Continuous ship unloading (CSU) efficiency



Tomas Kisslinger, Managing Director, NEUERO Industrietechnik, GmbH, Melle, Germany


This paper compares the use of pneumatic and mechanical unloaders mainly for grain. Therefore it gives a brief overview of what options are available in the market but also goes into more detail with a comparison between chain type mechanical vs. pneumatic unloaders.

Efficiency = average capacity/maximum capacity

The goal is to develop an unloader that achieves higher performance by increasing the average capacity, therefore making better use of the complete installation.

The ideal case would be average = maximum, but this is impossible to achieve due to a series of variables, including some of which that are not even equipment related, including rain delays or the amount of visits to each hatch for ship stability.

Pneumatic CSU developments

The development of software which uses frequency inverters to control turbo blower rotation speed has resulted in a more constant capacity during operations. It has also increased the ability to control the unloaded capacity. This helps when materials with different specific weights are unloaded or capacity needs to be adjusted to match receiving conveyors.

By traditional design the boom should reach the centre of the hatch to achieve ship stability. However, a longer boom would allow one to reach the hatch corners  resulting in the need to move less material with payloaders, while bigger payloaders for the clean up work would also help. With these measurements, it is possible to achieve 75 per cent capacity with pneumatic unloaders.

As you can see, it is not only the unloader itself but all of the receiving conveyors which determine the maximum capacity of the system; i.e. the system is only as strong as the weakest link in the chain.

CSU principles

The principle of CSU is to avoid peak unloading by distributing materials in time at the receiving conveyors. 

CSU types

The main CSU groups are mechanical and pneumatic. The mechanical group can be divided into belt, screw, chain and bucket conveying types.

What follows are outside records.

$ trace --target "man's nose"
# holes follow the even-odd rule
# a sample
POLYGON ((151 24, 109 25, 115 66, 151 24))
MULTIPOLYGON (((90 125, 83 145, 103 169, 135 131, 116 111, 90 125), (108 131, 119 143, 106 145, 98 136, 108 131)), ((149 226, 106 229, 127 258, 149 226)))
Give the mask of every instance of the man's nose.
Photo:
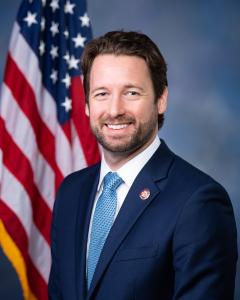
POLYGON ((113 94, 109 100, 108 113, 114 118, 119 115, 123 115, 125 112, 124 101, 120 94, 113 94))

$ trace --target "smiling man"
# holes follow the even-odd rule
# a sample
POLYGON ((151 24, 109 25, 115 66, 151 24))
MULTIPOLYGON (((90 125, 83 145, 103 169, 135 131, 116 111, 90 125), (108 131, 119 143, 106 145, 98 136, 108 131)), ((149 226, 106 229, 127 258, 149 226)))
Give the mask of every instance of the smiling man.
POLYGON ((166 110, 167 87, 156 98, 144 59, 127 55, 97 56, 89 81, 86 111, 105 160, 116 170, 157 136, 158 115, 166 110))
POLYGON ((229 197, 158 138, 168 94, 159 49, 144 34, 109 32, 87 45, 82 69, 103 155, 59 189, 50 299, 233 299, 229 197))

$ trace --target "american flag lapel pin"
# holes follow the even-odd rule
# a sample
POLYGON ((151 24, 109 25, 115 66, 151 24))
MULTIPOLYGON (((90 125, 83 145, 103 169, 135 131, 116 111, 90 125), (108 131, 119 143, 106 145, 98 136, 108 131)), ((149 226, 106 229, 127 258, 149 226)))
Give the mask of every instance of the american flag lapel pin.
POLYGON ((151 195, 150 190, 148 188, 143 189, 140 193, 139 193, 139 197, 141 200, 147 200, 149 198, 149 196, 151 195))

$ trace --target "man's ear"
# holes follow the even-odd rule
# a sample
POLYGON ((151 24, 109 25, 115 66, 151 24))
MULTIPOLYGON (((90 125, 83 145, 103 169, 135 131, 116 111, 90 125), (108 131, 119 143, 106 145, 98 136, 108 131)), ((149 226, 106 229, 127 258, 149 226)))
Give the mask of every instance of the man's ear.
POLYGON ((167 102, 168 102, 168 88, 165 87, 161 97, 158 98, 158 114, 161 115, 165 113, 167 109, 167 102))
POLYGON ((85 104, 85 114, 89 117, 89 106, 85 104))

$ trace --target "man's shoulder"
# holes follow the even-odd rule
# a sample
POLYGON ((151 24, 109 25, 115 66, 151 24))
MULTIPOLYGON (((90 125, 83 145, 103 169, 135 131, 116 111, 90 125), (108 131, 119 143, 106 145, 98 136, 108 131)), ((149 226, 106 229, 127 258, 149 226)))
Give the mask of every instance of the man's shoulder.
POLYGON ((200 167, 195 166, 177 154, 175 154, 174 167, 178 169, 179 172, 182 172, 182 176, 207 182, 216 182, 209 174, 201 170, 200 167))
MULTIPOLYGON (((165 145, 162 144, 165 147, 165 145)), ((189 163, 167 148, 168 170, 163 180, 158 181, 159 188, 164 191, 168 203, 172 203, 174 211, 182 211, 186 205, 199 207, 203 203, 210 203, 216 207, 222 205, 232 210, 229 195, 221 183, 210 175, 189 163)), ((163 151, 162 151, 163 153, 163 151)), ((161 158, 159 158, 159 162, 161 158)), ((155 165, 157 163, 155 162, 155 165)), ((159 164, 158 168, 161 168, 159 164)), ((155 167, 156 168, 156 167, 155 167)))
POLYGON ((175 173, 174 181, 182 192, 192 194, 205 191, 205 195, 218 195, 219 199, 224 199, 224 203, 230 203, 228 192, 220 182, 178 155, 175 156, 172 172, 175 173))
POLYGON ((182 170, 182 177, 188 182, 221 186, 221 184, 213 178, 211 174, 207 173, 206 170, 200 169, 200 167, 195 166, 178 155, 176 155, 176 168, 182 170))
POLYGON ((97 163, 67 175, 61 183, 60 189, 65 189, 67 187, 72 188, 72 186, 75 186, 76 184, 83 184, 93 177, 96 177, 99 173, 99 169, 100 163, 97 163))
MULTIPOLYGON (((167 147, 164 143, 164 147, 167 147)), ((204 170, 201 170, 199 167, 185 160, 178 154, 172 152, 168 147, 166 148, 172 157, 172 163, 169 168, 169 176, 181 183, 182 186, 201 186, 213 184, 217 185, 221 189, 223 187, 219 182, 217 182, 210 174, 207 174, 204 170)))
POLYGON ((66 176, 58 188, 55 199, 55 210, 72 211, 78 205, 79 197, 86 191, 91 191, 99 174, 99 165, 73 172, 66 176))

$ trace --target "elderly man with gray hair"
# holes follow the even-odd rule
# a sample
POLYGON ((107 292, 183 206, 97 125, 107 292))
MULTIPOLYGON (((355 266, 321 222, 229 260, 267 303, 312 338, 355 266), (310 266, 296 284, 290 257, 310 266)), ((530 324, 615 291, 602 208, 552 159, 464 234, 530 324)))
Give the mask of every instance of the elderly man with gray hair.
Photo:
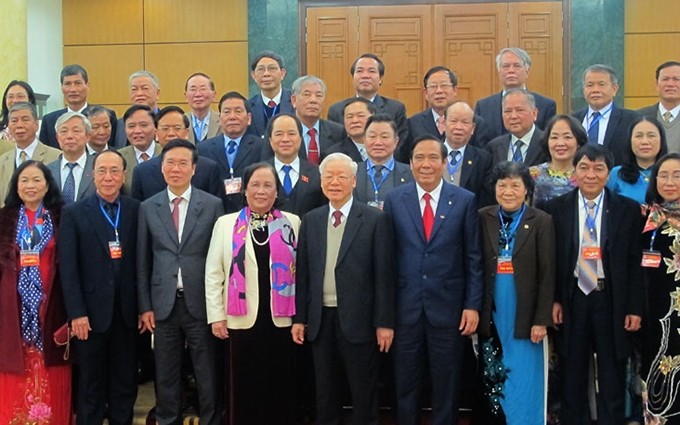
MULTIPOLYGON (((489 140, 508 133, 508 130, 503 125, 503 96, 510 89, 526 90, 529 69, 531 68, 531 57, 519 47, 507 47, 502 49, 498 56, 496 56, 496 68, 498 69, 498 80, 502 86, 501 92, 479 99, 475 104, 475 114, 484 118, 488 125, 489 140)), ((557 105, 550 98, 535 92, 530 93, 534 96, 536 108, 538 109, 536 126, 543 130, 548 121, 550 121, 550 118, 554 117, 557 113, 557 105)))
POLYGON ((92 125, 85 115, 67 112, 57 118, 54 128, 61 155, 47 168, 59 185, 64 202, 70 204, 94 193, 94 156, 88 155, 86 149, 92 125))
MULTIPOLYGON (((130 90, 130 105, 146 105, 151 108, 154 114, 158 113, 158 99, 161 95, 158 77, 146 70, 133 72, 130 78, 128 78, 128 86, 130 90)), ((125 134, 125 122, 122 118, 119 118, 116 125, 116 139, 113 147, 120 149, 128 144, 125 134)))

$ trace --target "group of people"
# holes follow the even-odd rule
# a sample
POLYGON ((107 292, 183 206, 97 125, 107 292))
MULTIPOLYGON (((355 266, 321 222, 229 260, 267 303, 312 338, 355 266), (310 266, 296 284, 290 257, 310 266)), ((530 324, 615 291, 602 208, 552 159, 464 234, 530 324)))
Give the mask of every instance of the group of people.
POLYGON ((88 104, 80 65, 42 120, 11 82, 0 423, 130 424, 140 333, 162 425, 182 420, 187 355, 202 424, 295 424, 305 403, 318 424, 347 403, 377 424, 387 361, 400 424, 419 423, 426 385, 433 424, 456 423, 470 393, 480 424, 673 423, 680 63, 659 66, 659 103, 641 111, 592 65, 588 107, 558 115, 527 90, 524 50, 496 62, 503 91, 474 109, 431 68, 428 109, 409 118, 378 93, 372 53, 328 120, 325 82, 283 88, 273 52, 251 64, 260 93, 227 92, 217 111, 200 72, 187 113, 133 73, 120 119, 88 104))

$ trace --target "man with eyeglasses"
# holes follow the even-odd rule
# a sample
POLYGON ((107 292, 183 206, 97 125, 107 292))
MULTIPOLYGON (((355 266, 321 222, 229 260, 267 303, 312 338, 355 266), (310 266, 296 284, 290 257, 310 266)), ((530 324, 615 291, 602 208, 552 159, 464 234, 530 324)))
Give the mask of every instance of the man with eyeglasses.
POLYGON ((119 150, 128 164, 125 170, 125 193, 131 193, 132 172, 135 167, 161 154, 162 146, 154 140, 155 118, 154 112, 146 105, 132 105, 123 115, 125 134, 130 141, 130 146, 119 150))
POLYGON ((250 63, 250 77, 260 93, 248 99, 252 121, 248 134, 264 137, 267 123, 276 114, 292 114, 291 91, 281 86, 286 76, 281 55, 265 50, 250 63))
MULTIPOLYGON (((479 99, 475 105, 475 114, 482 116, 489 128, 489 139, 494 139, 508 132, 503 125, 502 100, 503 95, 510 89, 526 89, 527 77, 531 68, 531 57, 519 47, 507 47, 502 49, 496 56, 498 80, 503 86, 500 93, 479 99)), ((531 92, 536 99, 536 126, 544 130, 550 118, 557 113, 557 105, 554 100, 531 92)))
MULTIPOLYGON (((78 121, 77 118, 69 120, 78 121)), ((88 157, 92 157, 89 155, 88 157)), ((96 194, 62 211, 59 264, 78 356, 78 423, 132 423, 137 398, 137 213, 121 196, 125 159, 94 157, 96 194)))
POLYGON ((198 143, 222 132, 220 116, 211 108, 215 101, 215 82, 207 74, 191 74, 184 84, 184 97, 191 109, 187 113, 191 121, 191 131, 185 139, 198 143))

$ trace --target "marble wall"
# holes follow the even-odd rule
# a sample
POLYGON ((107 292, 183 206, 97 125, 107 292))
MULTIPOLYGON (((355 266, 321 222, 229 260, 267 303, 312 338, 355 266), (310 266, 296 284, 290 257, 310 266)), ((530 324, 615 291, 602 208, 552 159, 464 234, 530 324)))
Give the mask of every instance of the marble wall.
POLYGON ((26 1, 0 0, 0 90, 28 78, 26 1))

Average compared with batch

CSU is normally compared with a traditional grab batch unloading system. The grab capacity is calculated on the basis of the movement cycle. A buffer is needed to distribute the material load along the cycle, avoiding the extreme peak. CSU does not need a buffer because the peak is not distributed in time cycles, but instead it is continuously transporting material. The consequence of this is normally a lower weight and the fact that operations are environmental enclosed.

Chain X Pneumatic

A regular chain unloader is used in the same application as apneumatic unloader because they do not have a feeder, but instead use a free flowing characteristic to feed the unloader. However, this is where the similarities end. The pneumatic unloader is the only CSU that picks up material from the bottom of the hatch. Figure 1 and Figure 3 show it can act like a vacuum cleaner, and remove all products from the hatch.

The chain however relies on product pressure to introduce the material in the chain through. The product pressure is achieved by a product column. Looking at Figure 2, the material height is shown as h1 while the remaining height which does not to hit the bottom of the hatch is shown as h2. The distance of the chain unloader from the bottom is dependent on the chain size (2-3m). The design characteristic of the chain system makes it difficult to achieve better average capacities, especially when only one unloader is available and no pneumatic system is available. In many cases portable pneumatic units are used to get better results, although they increase the operating cost.

Capacity definitions

There are many types of capacity, including, for example, nominal, project, peak and average.


Nominal capacity is defined by the equipment, normally the maximum capacity it can reach.